Inside The Heartbeat of the Year: The Epistles of the Act of Consecration
by Floris Books • 21 October 2025 • Religion, The Christian Community • 0 Comments

The epistles of the Act of Consecration are special prayers that are heard at the beginning and end of the communion service of The Christian Community. They follow the path of the Christian year and, through subtle changes in mood and tone, reflect the changing seasons and the accompanying festivals.
In The Heartbeat of the Year: The Epistles of the Act of Consecration, retired Christian Community priest Günther Dellbrügger gathers these prayers together for the first time. Dellbrügger uses a range of sources – from the Bible and poetry to examples taken from real life – to bring fresh perspectives to the epistles that help readers become more alert to the delicate changes of these prayers as they progress throughout the year. Contemplations by Rudolf Frieling, a founder of The Christian Community, provide important context to the epistles’ origins, including when and how they were first given.
Here we share an extract from the chapter on Advent, where Dellbrügger explores the positive impact Christian festivals can have on our lives.
Set Forth, Become Light
Advent is a spiritual New Year, when a new cycle of festivals begins. It is the time for deepening our inner Christian life. We see repetition in the festival cycle on a yearly basis, but we can picture it more as a spiral than a circle, for every festival can be seen as an octave of the previous year’s festival – spiritually refreshed, inwardly more fulfilled and outwardly more effective. In this way, Christian festivals can gradually, year by year, transform our lives.
‘Behold, I make all things new’ (Rv 21:5). That is the ideal against which we must measure ourselves. If we ask ourselves ‘Are we Christians yet?’ the honest answer is probably ‘no’, but we are on the path of becoming Christian, and the festivals act as beacons on our journey. Christ became human so that we could become Christians and thus become fully human. The cycle of Christian festivals helps to transform us into Christians. It is a great, year-long Act of Consecration: as on a growing tree, a new growth-ring of our process of becoming Christian evolves from Advent to Advent.
Every new beginning of the inner year presents us with the task of approaching Christmas and Epiphany anew; then the next group of festivals, which includes Passiontide, Easter and Ascension; and finally, the three great festivals that resound like timpani drums through the festive year: Pentecost, St John’s, and Michaelmas. The epistles of the Consecration of the Human Being allow us to experience the meaning of all these festivals in a completely new way.
The Epistle of Advent expresses and fulfils our request expressed in the words, ‘The Father God be in us.’

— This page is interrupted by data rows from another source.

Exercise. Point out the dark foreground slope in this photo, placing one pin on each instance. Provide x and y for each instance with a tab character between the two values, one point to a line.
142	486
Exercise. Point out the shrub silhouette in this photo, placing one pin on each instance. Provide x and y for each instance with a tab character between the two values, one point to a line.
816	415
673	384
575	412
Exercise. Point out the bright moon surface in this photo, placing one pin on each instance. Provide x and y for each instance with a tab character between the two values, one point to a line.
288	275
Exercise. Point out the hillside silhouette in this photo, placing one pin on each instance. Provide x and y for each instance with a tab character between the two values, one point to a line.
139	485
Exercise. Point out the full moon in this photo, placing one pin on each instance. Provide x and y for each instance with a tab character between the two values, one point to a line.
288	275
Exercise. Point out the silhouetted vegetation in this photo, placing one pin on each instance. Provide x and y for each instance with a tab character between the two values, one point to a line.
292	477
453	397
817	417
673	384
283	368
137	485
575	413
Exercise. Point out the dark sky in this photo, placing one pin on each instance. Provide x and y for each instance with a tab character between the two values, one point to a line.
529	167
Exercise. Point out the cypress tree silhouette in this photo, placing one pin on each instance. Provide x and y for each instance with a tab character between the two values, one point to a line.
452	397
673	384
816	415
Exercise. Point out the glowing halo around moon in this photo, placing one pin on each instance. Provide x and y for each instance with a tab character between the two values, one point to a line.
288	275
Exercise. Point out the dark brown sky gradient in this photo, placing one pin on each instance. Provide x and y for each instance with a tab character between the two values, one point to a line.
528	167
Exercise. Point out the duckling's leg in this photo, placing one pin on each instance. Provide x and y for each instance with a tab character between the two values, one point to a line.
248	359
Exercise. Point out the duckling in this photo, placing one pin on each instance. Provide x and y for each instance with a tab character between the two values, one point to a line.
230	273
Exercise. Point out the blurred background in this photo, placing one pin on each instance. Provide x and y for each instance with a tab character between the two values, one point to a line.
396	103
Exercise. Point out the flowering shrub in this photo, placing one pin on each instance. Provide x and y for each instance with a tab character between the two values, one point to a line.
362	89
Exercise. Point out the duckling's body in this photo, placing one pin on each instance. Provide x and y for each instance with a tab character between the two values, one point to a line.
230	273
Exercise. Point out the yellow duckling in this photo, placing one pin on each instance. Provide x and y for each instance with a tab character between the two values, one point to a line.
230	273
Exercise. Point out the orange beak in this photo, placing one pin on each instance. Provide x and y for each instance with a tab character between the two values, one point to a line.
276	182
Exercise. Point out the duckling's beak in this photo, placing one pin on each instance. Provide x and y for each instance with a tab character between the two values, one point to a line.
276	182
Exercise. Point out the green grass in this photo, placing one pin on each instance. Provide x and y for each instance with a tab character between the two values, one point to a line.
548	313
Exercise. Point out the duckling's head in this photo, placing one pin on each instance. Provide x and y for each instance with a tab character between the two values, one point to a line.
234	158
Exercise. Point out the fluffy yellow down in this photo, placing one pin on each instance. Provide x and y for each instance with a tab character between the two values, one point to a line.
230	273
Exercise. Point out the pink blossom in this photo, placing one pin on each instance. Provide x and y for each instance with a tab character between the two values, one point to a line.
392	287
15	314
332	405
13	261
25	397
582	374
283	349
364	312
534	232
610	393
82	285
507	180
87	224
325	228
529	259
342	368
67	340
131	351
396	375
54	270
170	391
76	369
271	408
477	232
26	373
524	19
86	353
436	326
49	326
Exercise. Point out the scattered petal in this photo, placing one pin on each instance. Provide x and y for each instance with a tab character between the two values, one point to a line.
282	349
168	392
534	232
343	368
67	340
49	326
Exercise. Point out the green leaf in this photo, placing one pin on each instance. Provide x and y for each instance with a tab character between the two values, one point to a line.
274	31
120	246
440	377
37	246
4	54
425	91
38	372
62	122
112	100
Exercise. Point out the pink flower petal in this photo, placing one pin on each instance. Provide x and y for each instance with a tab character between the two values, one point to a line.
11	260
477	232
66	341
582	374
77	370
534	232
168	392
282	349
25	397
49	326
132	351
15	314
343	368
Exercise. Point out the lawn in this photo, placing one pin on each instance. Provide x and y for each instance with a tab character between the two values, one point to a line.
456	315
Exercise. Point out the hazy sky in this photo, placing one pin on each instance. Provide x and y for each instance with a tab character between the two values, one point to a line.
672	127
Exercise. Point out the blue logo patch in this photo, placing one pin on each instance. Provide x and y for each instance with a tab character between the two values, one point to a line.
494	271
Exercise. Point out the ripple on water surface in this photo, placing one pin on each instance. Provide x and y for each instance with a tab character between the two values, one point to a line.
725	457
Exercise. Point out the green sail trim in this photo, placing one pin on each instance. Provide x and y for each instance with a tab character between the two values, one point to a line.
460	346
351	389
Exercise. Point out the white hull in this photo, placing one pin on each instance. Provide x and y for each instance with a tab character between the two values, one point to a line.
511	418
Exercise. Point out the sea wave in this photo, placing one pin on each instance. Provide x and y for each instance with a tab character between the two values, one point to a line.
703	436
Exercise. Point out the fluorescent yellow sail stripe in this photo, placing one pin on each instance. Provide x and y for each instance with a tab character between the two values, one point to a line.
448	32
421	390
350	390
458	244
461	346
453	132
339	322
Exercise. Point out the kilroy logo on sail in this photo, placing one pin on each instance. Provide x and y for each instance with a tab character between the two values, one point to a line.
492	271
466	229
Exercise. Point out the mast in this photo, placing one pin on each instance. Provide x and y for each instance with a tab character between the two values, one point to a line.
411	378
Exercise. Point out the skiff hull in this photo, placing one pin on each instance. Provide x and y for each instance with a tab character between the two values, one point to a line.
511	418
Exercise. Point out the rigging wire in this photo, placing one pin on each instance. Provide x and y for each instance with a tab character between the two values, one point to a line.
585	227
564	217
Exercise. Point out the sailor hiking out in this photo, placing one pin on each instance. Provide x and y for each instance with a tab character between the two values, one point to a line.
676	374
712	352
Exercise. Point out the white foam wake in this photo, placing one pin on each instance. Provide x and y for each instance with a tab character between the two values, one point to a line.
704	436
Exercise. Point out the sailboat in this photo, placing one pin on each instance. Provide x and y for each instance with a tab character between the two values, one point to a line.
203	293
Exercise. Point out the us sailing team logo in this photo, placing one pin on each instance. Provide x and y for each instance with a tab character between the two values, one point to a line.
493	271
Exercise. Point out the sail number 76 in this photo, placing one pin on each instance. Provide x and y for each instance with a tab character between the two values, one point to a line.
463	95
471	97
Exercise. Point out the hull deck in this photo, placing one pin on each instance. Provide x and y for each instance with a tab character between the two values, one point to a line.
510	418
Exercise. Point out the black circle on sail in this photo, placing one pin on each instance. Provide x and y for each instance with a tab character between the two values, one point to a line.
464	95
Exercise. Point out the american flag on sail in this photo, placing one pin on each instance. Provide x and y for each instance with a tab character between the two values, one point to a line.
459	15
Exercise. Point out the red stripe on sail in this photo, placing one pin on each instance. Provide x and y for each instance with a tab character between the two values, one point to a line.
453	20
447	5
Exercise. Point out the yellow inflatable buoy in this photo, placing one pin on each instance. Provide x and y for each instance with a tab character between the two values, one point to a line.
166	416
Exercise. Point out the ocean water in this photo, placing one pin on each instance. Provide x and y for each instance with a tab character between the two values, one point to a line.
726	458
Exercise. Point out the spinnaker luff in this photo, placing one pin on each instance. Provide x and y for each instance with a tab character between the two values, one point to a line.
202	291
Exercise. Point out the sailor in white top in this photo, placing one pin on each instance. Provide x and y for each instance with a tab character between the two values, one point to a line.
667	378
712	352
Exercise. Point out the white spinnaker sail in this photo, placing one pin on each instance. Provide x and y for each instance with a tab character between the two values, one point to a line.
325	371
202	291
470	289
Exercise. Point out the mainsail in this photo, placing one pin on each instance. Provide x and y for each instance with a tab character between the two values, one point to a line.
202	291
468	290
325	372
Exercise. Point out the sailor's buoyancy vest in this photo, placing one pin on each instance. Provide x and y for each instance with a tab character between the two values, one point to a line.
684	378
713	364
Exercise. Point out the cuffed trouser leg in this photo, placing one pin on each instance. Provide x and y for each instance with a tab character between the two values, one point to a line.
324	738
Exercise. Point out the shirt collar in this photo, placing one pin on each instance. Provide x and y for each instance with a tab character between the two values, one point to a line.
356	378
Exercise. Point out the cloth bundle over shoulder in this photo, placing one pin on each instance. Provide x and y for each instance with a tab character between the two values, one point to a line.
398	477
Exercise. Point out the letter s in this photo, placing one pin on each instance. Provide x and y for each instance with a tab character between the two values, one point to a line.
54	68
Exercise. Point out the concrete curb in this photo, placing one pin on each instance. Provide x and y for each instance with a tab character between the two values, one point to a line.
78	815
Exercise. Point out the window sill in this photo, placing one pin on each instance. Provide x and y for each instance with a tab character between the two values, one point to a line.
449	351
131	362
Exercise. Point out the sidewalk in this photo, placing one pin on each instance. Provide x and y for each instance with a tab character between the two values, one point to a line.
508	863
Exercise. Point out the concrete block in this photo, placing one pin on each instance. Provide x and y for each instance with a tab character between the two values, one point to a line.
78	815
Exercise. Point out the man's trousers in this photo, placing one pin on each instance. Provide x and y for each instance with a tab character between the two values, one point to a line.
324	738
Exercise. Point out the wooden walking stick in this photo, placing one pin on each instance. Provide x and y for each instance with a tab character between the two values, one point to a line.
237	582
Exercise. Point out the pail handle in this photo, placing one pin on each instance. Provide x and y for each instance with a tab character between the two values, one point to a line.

This petition to the divine Father that he may permeate us completely, that we may consciously experience his being within us, can be understood as a great, invisible headline for the whole Advent season, leading us into the origins of creation that emerged from the Father. It is a very special world into which we can immerse ourselves during Advent, full of poetic cadences and completely new yet mythical images:
Divine Might of Worlds,
You who gleam in the chariot of the sun
You who shine in the bow of colour
Spanning the sky
We are introduced here to the mysteries of light and rainbows. Deep amazement emanates from the epistle, and it can also create this mood within us. It can engender in us a way of experiencing the world that is childlike in the best sense of the word – as a modern myth, or as a dream.
In the northern hemisphere, we experience the sun at this time of year more directly than in the summer months. It rises later and later, and we can ‘practise’ a little Advent by waiting for it every day. In asking ourselves new questions, we can connect with the course of the sun and learn to see it more intimately. What is the sunlight like in Advent? What sensations does it awaken in us? We can then gradually realise how the light at this time is quieter, more intimate, more restrained, even delicate. The sun itself seems to be more connected to its surroundings: the centre of a sea of colour. Think of the great Advent skies, conjured up in delicate, light pastel colours! Due to the low arc of the sun, we have a long dawn and dusk, the twilight periods in which day and night briefly join hands. Painters like Philipp Otto Runge, Caspar David Friedrich or William Turner had a special sense for these moods. In their works, the mysteries of transition appear as quiet, intimate colour festivals, woven from light and darkness.